Technical notes, your problem is not someone else’s problem…

There are always those moments in software development where overall quality assurance process fails our customers and our standards, at which point we must publish a technical note about the problem. For the project where I based this post, the template of a technical note required 6 fields:
  1. problem description. A general view of of the problem. This is a very difficult topic for most developers who have not been exposed to the problem reporting techniques covered in this series, in that general is confused with imprecise. This topic is therefore the focus of this post.
  2. symptom. List of externally observable behaviors and facts about the system upon occurrence of the problem
  3. cause. List of internal and external triggers for the problem, with special emphasis on those that can be triggered (and hopefully fixed) by the customer versus those that are internal to the product and require a product fix.
  4. affected environments. Complete list of prerequisite software and hardware where the problem can be observed, including versions and releases.
  5. problem diagnosis. Symptoms and causes give a good indication as to whether the problem matches what a customer is seeing, however, the customer needs certainty before moving on to the next field.
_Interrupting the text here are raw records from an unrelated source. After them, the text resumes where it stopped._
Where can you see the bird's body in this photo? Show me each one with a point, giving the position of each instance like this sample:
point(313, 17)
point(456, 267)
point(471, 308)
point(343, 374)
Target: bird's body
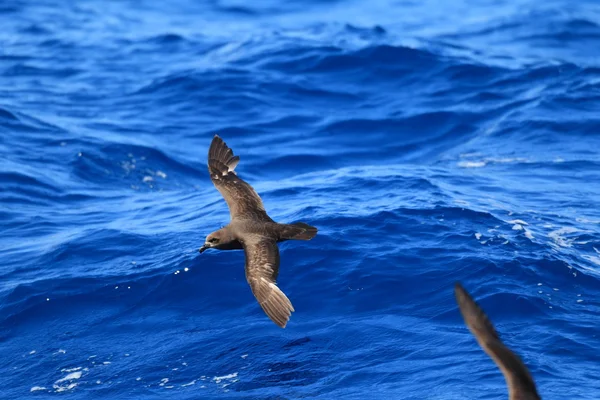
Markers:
point(252, 230)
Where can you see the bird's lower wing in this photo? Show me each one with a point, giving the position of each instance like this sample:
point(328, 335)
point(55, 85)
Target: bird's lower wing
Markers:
point(262, 267)
point(517, 375)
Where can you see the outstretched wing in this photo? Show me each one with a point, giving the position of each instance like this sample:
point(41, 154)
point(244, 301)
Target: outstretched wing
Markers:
point(242, 199)
point(262, 267)
point(520, 383)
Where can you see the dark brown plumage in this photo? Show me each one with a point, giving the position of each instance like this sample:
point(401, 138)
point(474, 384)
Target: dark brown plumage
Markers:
point(251, 229)
point(518, 379)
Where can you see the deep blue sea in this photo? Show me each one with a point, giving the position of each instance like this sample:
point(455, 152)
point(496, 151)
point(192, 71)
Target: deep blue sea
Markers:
point(429, 141)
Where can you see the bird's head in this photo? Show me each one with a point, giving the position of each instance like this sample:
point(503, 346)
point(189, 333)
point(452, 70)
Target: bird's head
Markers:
point(218, 240)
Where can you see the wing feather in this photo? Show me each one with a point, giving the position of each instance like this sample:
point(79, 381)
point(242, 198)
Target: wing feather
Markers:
point(517, 376)
point(262, 268)
point(241, 198)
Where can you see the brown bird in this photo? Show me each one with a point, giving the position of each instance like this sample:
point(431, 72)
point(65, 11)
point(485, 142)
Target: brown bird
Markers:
point(518, 379)
point(251, 229)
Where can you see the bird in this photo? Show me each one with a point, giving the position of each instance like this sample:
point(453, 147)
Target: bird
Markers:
point(521, 385)
point(250, 228)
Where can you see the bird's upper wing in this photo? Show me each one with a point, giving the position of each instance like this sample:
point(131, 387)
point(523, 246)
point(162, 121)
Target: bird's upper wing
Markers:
point(242, 199)
point(520, 383)
point(262, 267)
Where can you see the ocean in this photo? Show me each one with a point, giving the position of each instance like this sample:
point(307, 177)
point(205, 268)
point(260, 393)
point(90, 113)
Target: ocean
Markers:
point(430, 142)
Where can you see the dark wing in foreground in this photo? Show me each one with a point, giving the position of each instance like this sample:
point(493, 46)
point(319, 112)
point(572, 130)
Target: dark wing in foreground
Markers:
point(520, 383)
point(262, 267)
point(242, 199)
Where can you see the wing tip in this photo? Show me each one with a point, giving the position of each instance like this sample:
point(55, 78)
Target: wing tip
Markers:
point(221, 157)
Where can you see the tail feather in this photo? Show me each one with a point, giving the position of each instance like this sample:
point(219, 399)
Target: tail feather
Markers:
point(298, 231)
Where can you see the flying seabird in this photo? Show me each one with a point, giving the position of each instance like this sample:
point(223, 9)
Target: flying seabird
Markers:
point(518, 379)
point(251, 229)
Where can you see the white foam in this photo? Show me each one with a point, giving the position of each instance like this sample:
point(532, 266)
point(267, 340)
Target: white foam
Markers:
point(65, 388)
point(71, 376)
point(594, 259)
point(557, 236)
point(472, 164)
point(518, 221)
point(70, 369)
point(218, 379)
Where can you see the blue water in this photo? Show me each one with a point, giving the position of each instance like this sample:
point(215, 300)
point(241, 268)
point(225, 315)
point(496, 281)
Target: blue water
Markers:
point(429, 141)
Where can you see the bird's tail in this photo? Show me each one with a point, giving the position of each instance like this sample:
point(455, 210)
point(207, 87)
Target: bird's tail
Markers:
point(297, 231)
  6. problem resolution. The ultimate cause for a customer ever reading through a technical note, how can the problem be either fixed or worked around. A common problem in our internal reviews was that original drafts incurred in the mortal sin of limiting themselves to listing the upcoming release where the problem would be fixed. The customer always expects an interim solution to the problem, even if imperfect.
…so how do I know what is your problem?

To paraphrase one particularly troubled internal draft, we had the symptom, cause and description all rolled into a problem description field like this:
“search for records may be incomplete due to a [private] database being corrupted upon execution of a [series of commands]” .
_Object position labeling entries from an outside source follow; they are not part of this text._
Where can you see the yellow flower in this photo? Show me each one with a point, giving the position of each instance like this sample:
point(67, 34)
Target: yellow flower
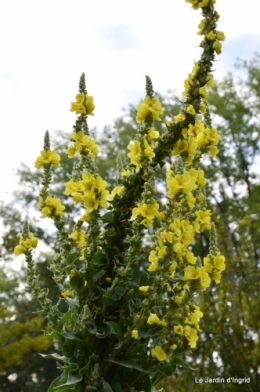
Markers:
point(153, 318)
point(144, 289)
point(65, 293)
point(216, 276)
point(47, 157)
point(204, 279)
point(191, 272)
point(18, 250)
point(89, 103)
point(153, 133)
point(213, 150)
point(217, 46)
point(220, 36)
point(90, 202)
point(178, 329)
point(149, 105)
point(118, 190)
point(83, 104)
point(158, 353)
point(180, 146)
point(219, 262)
point(72, 272)
point(192, 335)
point(180, 117)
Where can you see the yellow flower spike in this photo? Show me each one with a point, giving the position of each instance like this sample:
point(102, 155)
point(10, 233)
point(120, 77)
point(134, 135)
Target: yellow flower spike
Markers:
point(191, 273)
point(216, 277)
point(66, 293)
point(213, 150)
point(144, 289)
point(72, 273)
point(219, 262)
point(47, 157)
point(180, 146)
point(158, 353)
point(217, 47)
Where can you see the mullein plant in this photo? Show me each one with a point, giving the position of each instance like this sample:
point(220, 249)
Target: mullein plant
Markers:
point(131, 313)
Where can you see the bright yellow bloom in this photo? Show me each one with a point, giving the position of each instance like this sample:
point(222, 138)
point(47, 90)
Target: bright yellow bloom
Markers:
point(83, 104)
point(190, 109)
point(158, 353)
point(47, 157)
point(192, 335)
point(153, 133)
point(208, 267)
point(204, 279)
point(118, 190)
point(219, 262)
point(72, 273)
point(149, 105)
point(203, 218)
point(144, 289)
point(18, 250)
point(191, 273)
point(217, 46)
point(213, 151)
point(135, 153)
point(216, 276)
point(180, 146)
point(220, 36)
point(180, 117)
point(178, 329)
point(154, 319)
point(191, 258)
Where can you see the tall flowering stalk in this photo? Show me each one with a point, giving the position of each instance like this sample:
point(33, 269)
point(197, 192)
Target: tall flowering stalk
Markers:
point(132, 307)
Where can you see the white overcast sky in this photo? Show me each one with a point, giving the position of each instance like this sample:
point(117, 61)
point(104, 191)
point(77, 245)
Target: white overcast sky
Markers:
point(45, 45)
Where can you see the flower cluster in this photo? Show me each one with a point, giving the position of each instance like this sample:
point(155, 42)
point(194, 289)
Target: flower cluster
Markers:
point(151, 105)
point(84, 104)
point(51, 207)
point(143, 149)
point(90, 190)
point(25, 243)
point(128, 276)
point(82, 143)
point(49, 157)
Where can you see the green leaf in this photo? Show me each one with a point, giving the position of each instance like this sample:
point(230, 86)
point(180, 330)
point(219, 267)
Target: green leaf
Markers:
point(181, 362)
point(128, 363)
point(115, 328)
point(119, 292)
point(56, 356)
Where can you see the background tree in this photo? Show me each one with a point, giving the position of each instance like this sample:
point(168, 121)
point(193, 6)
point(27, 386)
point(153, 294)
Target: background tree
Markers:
point(229, 343)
At that point, we applied the criteria outlined in the previous posting to determine whether the problem reporting to the customer would lead to a decision or to confusion:
  • What is the expected behavior from the product?
The description can be somewhat ‘reversed’ and allow one to infer that search for records should not be incomplete. However, this inference indicates what the product should not do instead of what it should do. For the technical types, this kind of wording tends to make the author look sloppy at best, disingenuous at worst.
  • What is the observed behavior in the product?
The description alludes to incomplete results, but results can be incomplete in so many ways, such as not containing all the records that would match the search criteria, or containing all records while missing some fields in each record.
  • Does the reported problem happen to all units of the product?
  • Does the reported problem affect the entire product or just portions of it? If so, describe the portions?
The ‘product’ here is the operation executed by the user. Is it all searches that are affected or only certain searches?
  • Does the reported problem happen in all locations where the product is used? (this forces the problem owner to have actually sampled the problem in all locations where the product is used) .
Locations can be read as systems. If the product can run on multiple operating systems and depend on various versions of middleware, is there a complete list of systems where the problem occurs? Is it all of them?
  • Does the reported problem happen in combination with other problems?
This particular point would not apply to the original problem description as the problem happened independently of other problems, as a function of search parameters and system operations preceding the searches.
  • When did the problem start? If you don’t know, make it clear you don’t known and state when you first observed it
When reporting the potential problem to a customer, the starting date would translate to the release number where the problem would be first observed.
  • What is the frequency? Continuous, cyclic, or random?
The problem description was reasonably clear about the problem being continuous. At least in my opinion, continuous can be assumed whenever considerations about cyclic or random occurrences are not explicit. In other words, I would consider poor form for those types of frequencies to be omitted.
  • Is the problem specific to a phase in the product life-cycle?
The problem description was reasonably clear about the sequence of operations that would lead to the problem, indicating the problem to affect the system runtime phase versus planning, installation, configuration, or any other.
  • Is the symptom stable or worsening?
The problem description did not mention increasing degradation of results, but it is worth asking that question during a review process prior to publication of the technical note.

From problems to satisfied customers

This is an area to be approached with energy and patience while coaching people who are new to any field in the industry. Describing problems as a function of language and critical-thinking is not an exact science and requires prolonged periods of practice and feedback to be mastered.

When someone without the proper training in problem description encounters someone on the other side who will go out of their way to understand the problem, it is easy to mistake the positive interaction rooted in an act of kindness for the most efficient way of going about it. And whereas acts of kindness are still a core value in the workplace, on any given day we would rather have that kind person interacting with more people rather than spend it all on a single person working without proper training.

Once you have put the right effort behind training people in this topic (or training yourself), you will have started a transformational effect on people, ending up with people who ask the right questions to solve the right problems on their own.